The 10-year yield declined two basis points, or 0.02 percentage point, to 1.82 percent at 7:10 a.m. New York time, the lowest level since Jan. 3, according to Bloomberg Bond Trader prices. The 1.625 percent note due November 2022 gained 7/32, or $2.19 per $1,000 face amount, to 98 7/32.
Thirty-year yields fell two basis points to 3.01 percent. A decline in 30-year rates below 3 percent may be the trigger for 10-year yields to drop to 1.75 percent, Credit Suisse’s Markovich said.
Default Risk
“Congress should act as early as possible to extend normal borrowing authority in order to avoid the risk of default and any interruption in payments,” Geithner wrote in a letter to House Speaker John Boehner.
Growth in U.S. retail sales slowed to 0.2 percent in December from 0.3 percent in November, according to the median forecast of 83 economists surveyed by Bloomberg News before the Commerce Department releases the data at 8:30 a.m. New York time. Separate reports today will show New York-area manufacturing stabilized and wholesale costs were contained, based on responses from economists.
Federal Reserve Chairman Ben S. Bernanke, speaking yesterday at the University of Michigan in Ann Arbor, said the economy is moving “in the right direction.” He also said he would like a stronger U.S. labor market.
The U.S. jobless rate was 7.8 percent in December, compared with the average of 6 percent for the past two decades.
Treasuries have handed investors a loss in 2013. U.S. government bonds dropped 0.4 percent in the first two weeks of January, Bank of America Merrill Lynch indexes show. Treasuries have declined 0.8 percent over the past six months, while investment-grade and high-yield debt returned 4.6 percent.
Higher Interest
Investment-grade corporate bonds have higher interest payments than Treasuries, which will cushion losses if rates rise, said Kathy A. Jones, a fixed-income strategist at Charles Schwab Corp., which has about $1.9 trillion in client assets.

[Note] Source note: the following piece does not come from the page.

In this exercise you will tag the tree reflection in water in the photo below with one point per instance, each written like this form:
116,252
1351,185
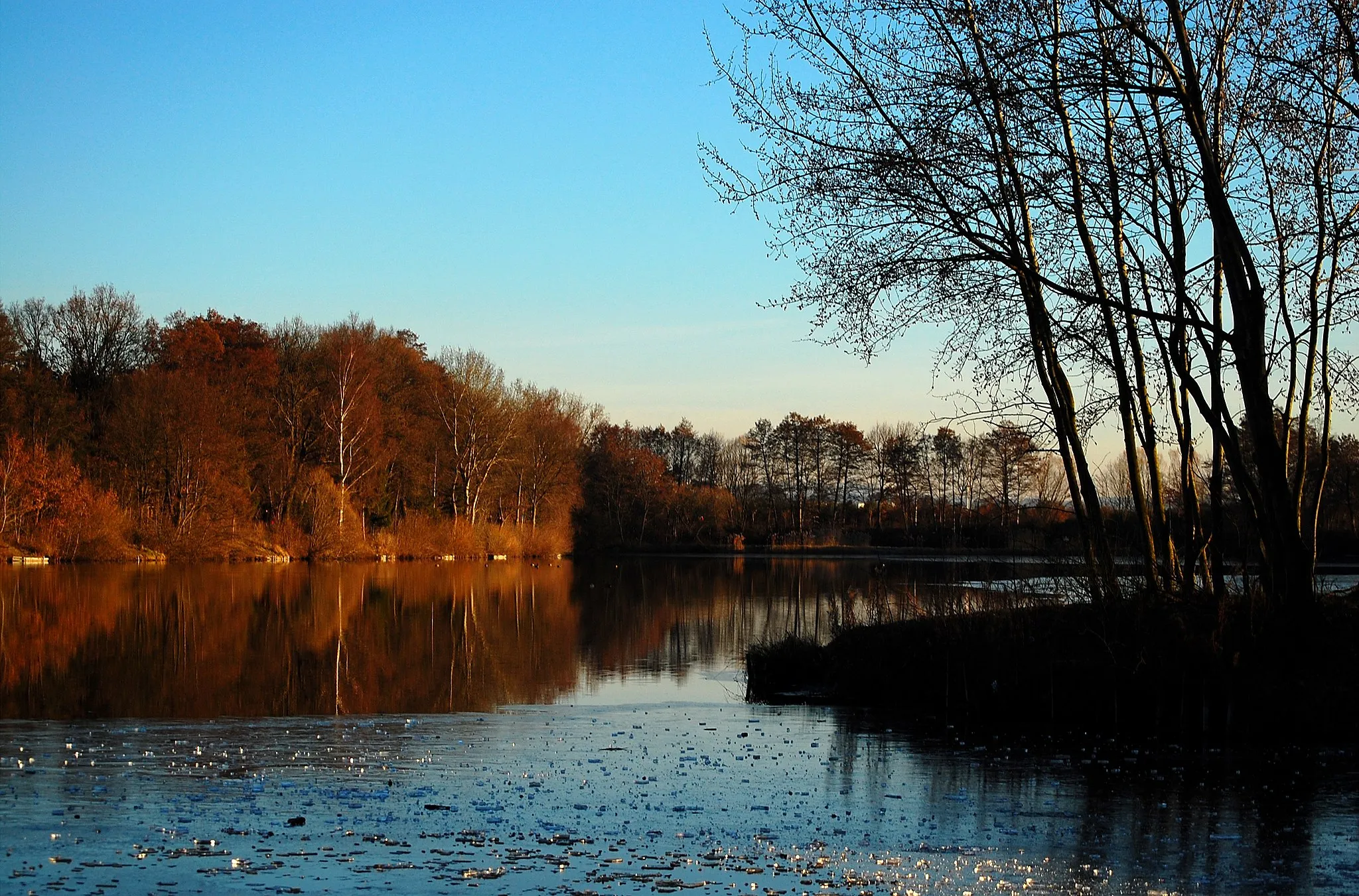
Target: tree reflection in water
194,641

“The credit profile of the U.S. corporate sector appears to be in solid shape,” Jones, who is based in New York, said in a video on the company’s website yesterday.
Investors considering “riskier sectors” such as high- yield or emerging-market debt should limit holdings to 20 percent of their fixed-income portfolios, Jones said. The bonds can have low credit quality, be volatile and difficult to trade, she said.
The Federal Reserve plans to buy as much as $1 billion of Treasuries maturing from February 2023 to February 2031 today, according to the Fed Bank of New York website.
The purchases are part of the $85 billion of government and mortgage debt the central bank is buying each month to spur the economy by putting downward pressure on interest rates.